Ready for Plan X?
Bomb throwing still works in the STM policy setting, so expect more grenades
Plan S triggered one of the fastest over-reactions in memory. It was treated as if the UN, World Bank, US government, EU, and China had all simultaneously agreed on a single policy, changing the foundations of scholarly publishing worldwide forever. More people than I expected treated it like a dictum from a powerful ruling body.
When it came to light how sloppily Plan S had been executed, that the funders initially involved represented 3-5% of all published research, and later that the members of cOAlition S were far less committed than initially portrayed — well, the overreaction began to abate. When it became apparent that Plan S proponents themselves had operated somewhat in bad faith, and somewhat in bad form, the overreaction slowed even more. At last week’s SSP meeting, there was open speculation that Plan S is effectively dead now. Another leadership change — the second this year, by my count — seems to reinforce this view.

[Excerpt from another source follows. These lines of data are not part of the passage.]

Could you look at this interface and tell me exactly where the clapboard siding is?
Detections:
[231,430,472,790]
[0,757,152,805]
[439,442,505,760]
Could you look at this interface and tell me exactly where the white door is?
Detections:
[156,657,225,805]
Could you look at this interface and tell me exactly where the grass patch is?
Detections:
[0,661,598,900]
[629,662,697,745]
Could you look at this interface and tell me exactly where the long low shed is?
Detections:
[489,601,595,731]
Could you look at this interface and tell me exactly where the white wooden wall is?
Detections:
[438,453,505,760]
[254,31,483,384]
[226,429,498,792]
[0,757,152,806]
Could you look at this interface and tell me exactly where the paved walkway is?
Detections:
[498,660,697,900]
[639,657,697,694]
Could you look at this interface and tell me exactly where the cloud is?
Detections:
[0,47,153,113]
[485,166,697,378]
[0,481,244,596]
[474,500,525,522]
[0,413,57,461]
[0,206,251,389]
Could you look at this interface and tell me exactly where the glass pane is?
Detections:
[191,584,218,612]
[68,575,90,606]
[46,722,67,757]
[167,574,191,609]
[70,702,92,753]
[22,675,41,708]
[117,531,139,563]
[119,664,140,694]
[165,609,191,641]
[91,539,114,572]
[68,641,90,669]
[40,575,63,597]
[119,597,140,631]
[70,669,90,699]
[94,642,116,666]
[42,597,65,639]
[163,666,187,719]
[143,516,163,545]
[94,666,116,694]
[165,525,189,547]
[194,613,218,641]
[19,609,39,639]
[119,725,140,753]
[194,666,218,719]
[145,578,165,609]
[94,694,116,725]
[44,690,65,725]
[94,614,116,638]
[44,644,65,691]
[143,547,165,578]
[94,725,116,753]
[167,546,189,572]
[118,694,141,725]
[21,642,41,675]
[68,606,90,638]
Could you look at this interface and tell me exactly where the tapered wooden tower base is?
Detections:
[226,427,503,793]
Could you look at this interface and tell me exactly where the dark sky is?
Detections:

So while this particular grenade may have proven to be pretty much a dud, it caused everyone to scatter, and those who like to toss grenades probably took note of that.
One of the best defenses has been data, notably DeltaThink’s OA Data & Analytics Tool (OADAT), which was able to calculate the percentage of papers susceptible to Plan S. Without this, the puffery of the cOAlition S leadership might have taken us further down a road to nowhere.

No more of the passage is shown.